Experimental human fMRI data is collected with a single subject on a 3.0 T scanner from a bilateral finger tapping experiment, performed for sixteen 22-second periods, with an echo planar pulse sequence (TR/TE =1000/39 ms, BW = 125 kHz, 4 mm thick axial slices, matrix = 96×96, no. of slices = 10, FOV = 24.0 cm, flip angle = 45°, repetitions = 720). The k-space readout was Nyquist ghost corrected, IFT reconstructed, and TOAST dynamic B0 corrected [4]. The complex-valued CSF signal is estimated from isolating the ventricles of an inferior axial slice, and measuring the mean CV signal. The magnitude and phase regression coefficients, β and γ are computed with a slice corresponding to the task-activated motor cortices, with a complex-valued regression model [5]. The magnitude and phase components originating from the CSF signal are removed from the task-activated slice of interest from a MO and CV time-series separately, and the data is spatially smoothed with a Gaussian kernel with a full-width-half-max of 3 voxels. The MO and CV spatial correlations in terms of their temporal frequencies [6] before and after the CSF regression, are compared for two seed voxels: a which is located in the white matter, and b which is located in the region superior to the ventricles.

Results & Discussion

The seed voxels, a and b, in Fig. 1A show significant global correlations in the magnitude. Comparing Fig. 1A to Fig. 1B, the MO and CV spatial correlations before CSF regression both exhibit global correlations, with noticeable overall phase distortions within the complex-valued data.
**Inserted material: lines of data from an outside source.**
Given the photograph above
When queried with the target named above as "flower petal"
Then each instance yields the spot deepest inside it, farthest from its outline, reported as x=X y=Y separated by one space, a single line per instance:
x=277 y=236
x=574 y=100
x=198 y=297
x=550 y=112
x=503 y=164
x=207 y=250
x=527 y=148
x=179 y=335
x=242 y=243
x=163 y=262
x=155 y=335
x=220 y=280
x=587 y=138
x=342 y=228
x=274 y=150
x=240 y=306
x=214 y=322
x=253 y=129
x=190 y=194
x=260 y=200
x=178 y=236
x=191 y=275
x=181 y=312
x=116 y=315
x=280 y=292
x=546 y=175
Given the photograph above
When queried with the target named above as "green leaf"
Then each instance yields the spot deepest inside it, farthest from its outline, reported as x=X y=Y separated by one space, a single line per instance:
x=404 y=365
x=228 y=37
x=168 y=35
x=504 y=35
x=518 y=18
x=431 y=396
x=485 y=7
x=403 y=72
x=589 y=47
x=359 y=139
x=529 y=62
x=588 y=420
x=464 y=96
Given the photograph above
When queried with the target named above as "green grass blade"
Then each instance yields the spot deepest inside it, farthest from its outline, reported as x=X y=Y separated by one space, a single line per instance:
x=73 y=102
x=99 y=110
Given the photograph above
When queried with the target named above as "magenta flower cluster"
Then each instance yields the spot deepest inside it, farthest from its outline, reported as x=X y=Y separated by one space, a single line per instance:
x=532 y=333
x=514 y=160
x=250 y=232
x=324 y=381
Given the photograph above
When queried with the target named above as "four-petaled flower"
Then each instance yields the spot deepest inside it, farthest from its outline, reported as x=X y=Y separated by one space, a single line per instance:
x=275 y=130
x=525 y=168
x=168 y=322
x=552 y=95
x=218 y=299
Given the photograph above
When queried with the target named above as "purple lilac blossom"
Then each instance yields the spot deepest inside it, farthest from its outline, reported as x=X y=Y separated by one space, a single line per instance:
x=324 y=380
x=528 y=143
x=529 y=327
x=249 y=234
Discarding the phase component prematurely eliminates valuable biological information, which will be appropriately removed in the complex-valued regression if the phase component consists of extraneous signal. Fig. 1C shows improvement of the spatial correlation maps in the magnitude after CSF regression, compared to Fig. 1A. Comparing Fig. 1C to Fig. 1D, demonstrates the performance of the complex-valued CSF signal as a RETRIOCOR regressor. The CV spatial correlations show a more significant reduction in physiological variability in the data from including the CSF phase component in the regression. The complex regressor is robust enough to significantly remove unwanted physiological signal, and improve spatial correlation maps in comparison of the CV to the MO spatial correlations. Only removing the physiological noise in the magnitude component of the time-series will result in CV correlation maps in Fig. 1D to be identical to Fig. 1C.

Conclusion

While the results show improvement implementing the magnitude-only regression, a striking decrease in variability is notable with the complex regression. Using the CSF signal as a complex-valued regressor in retrospective correction decreases physiological noise and increases the accuracy of spatial correlations in complex-valued fMRI. Failing to account for physiological artifacts in the magnitude and phase components of the time-series in fMRI data results in an overestimation of spatial correlations.

Acknowledgements

No acknowledgement found.

References

1. Dagli et al., NeuroImage 1998. 2. Glover et al., MRM 2000. 3. Menon et al., MRM 2002. 4. Hahn et al., HBM 2012[d1] . 5. Rowe, NeuroImage 2005. 6. Cordes et al., J. of Am. NeuroRadiology 2000. 7. Cordes et al., J. of Am. NeuroRadiology 2001.

Figures

Figure 1: Spatial correlation maps for two seed voxels, a and b, showing (A) MO correlation and (B) CV correlation before CSF regression, and (C) MO correlation and (D) CV correlation after CSF regression.